Nelsons, Mários e Agenores
“ Naquela mesa ele sentava sempre e me dizia sempre o que é viver melhor. Naquela mesa ele contava histórias que hoje na memória eu guardo de cor”. Coisa que faço as sextas é escutar música ao invés de jornalismo. Esta sexta passei o dia ouvindo Nelson Gonçalves. Aí muitos vão se perguntar: “ou o Coveiro está ficando doido ou ele mentiu sua idade”. E eu confesso. Escuto Nelson Gonçalves! E gosto! Escuto também Ataulfo Alves, Adoniram Barbosa e Francisco Alves. Pronto falei! Passei o dia também com os olhos marejados. Amanhã, se estivesse entre nós, meu avô Agenor faria 100 anos. E foi ele que me ensinou a gostar das vozes melódicas dos cantores de serenata. Por isso passei o dia escutando Nelson. Para tentar matar um pouco da saudade.
Lembro-me com clareza de chegar a sua casa e correr direto para a estante de madeira da sala. Madeira de verdade, escura, encerada. Não essas porcarias de compensado que temos hoje em dia. Abria logo as portas pesadas e ficava namorando os discos de carvão com rotação diferente.

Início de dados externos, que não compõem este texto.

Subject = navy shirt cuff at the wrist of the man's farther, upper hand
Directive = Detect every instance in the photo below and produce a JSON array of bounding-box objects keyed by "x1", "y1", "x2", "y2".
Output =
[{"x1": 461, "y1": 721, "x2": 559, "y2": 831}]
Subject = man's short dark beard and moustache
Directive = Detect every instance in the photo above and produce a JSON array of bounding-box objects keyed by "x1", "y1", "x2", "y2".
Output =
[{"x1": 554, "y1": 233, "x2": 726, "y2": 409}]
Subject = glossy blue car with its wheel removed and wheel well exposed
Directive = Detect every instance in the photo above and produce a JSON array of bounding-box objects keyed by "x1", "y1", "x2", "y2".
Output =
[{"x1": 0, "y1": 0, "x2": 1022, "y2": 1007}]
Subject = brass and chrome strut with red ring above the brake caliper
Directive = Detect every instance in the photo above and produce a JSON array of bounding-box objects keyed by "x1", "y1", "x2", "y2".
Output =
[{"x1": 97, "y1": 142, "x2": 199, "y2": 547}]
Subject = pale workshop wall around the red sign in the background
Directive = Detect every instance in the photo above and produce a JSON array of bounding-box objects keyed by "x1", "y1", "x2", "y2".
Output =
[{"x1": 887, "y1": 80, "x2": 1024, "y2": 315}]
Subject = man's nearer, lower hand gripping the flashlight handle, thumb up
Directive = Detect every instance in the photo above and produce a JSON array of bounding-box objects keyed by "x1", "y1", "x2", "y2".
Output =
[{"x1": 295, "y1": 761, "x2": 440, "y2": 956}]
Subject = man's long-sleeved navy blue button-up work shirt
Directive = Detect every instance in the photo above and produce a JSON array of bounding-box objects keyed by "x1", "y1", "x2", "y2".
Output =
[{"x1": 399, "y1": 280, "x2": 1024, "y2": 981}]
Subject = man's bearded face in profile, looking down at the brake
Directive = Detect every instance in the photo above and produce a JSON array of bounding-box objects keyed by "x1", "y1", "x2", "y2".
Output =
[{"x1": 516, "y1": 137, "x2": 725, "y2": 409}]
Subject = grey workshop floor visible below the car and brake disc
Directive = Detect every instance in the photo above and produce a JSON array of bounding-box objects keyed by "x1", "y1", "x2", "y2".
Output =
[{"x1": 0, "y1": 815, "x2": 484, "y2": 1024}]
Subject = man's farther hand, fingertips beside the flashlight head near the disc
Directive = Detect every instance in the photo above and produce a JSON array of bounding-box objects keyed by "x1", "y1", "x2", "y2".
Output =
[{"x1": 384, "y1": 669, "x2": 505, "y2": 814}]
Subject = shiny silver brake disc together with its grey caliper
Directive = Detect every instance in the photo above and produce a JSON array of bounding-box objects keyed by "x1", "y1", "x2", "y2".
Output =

Olhava as capas e ficava imaginando quem eram as pessoas que estavam estampadas nelas. Impreterivelmente estava tocando alguma coisa e o som, na maioria das vezes, chiado. Mas para mim soava como límpido. Soava como música de casa de avô. Coisas de cabeça de menino. Escutava aqueles vozeirões e sentia o cheiro da madeira e das coisas guardadas que só casas de avós têm. Tinha também café e biscoito de queijo. Esses por alcunha de minha avó Natália. Sentava a comer e a observar o relógio cuco que se misturava a voz de Nelson, Ataulfo, Adoniram e Chico Alves. Para quem visse de fora poderia parecer uma cena Dantesca, mas para mim era cena da minha infância. Passava tardes inteiras. E assim seguiram os anos até o dia da perda de meu avô. Já tinha me tornado um adulto, mas marcado indelevelmente pelo gosto musical de épocas passadas.
No mesmo dia 26 de novembro de 1911 em que nascia meu avô, nascia também o compositor, poeta e ator Mário Lago. Autor de músicas inesquecíveis como Aurora e Amélia e de frases de efeito que marcaram a história do nosso país. Aí muitos podem estar se perguntando: “além da coincidência das datas de nascimento, o que mais havia de comum entre as duas pessoas citadas?”. E eu respondo mais uma vez. De uma certa maneira essas duas pessoas, Mário e Agenor, deixaram um legado que influenciou o gosto musical de alguns. No caso de Mário, sua produção cultural formou toda uma geração de brasileiros e suas frases são citadas como exemplos de vida e de otimismo. No caso de Agenor, seu gosto musical marcou esse que vos fala. Sem me preocupar com a quantidade de seres atingidos, pensemos que o sentido da vida seja esse. Deixar um legado. Influenciar de alguma maneira aqueles que virão após. Logicamente que pensando sempre em uma herança positiva. Bons exemplos deixam bons frutos. Eis aqui uma prova disso. Por isso nesse dia passei com os olhos marejados. E quando Nelson cantou: “Eu não sabia que doía tanto, uma mesa num canto, uma casa e um jardim. Se eu soubesse o quanto dói a vida, essa dor tão doída, não doía assim. Agora resta uma mesa na sala, e hoje ninguém mais fala do seu bandolim. Naquela mesa tá faltando ele e a saudade dele tá doendo em mim.”, não consegui segurar as lágrimas que marejavam meus olhos. Saudades. De Nelson de Mário e principalmente de Agenor.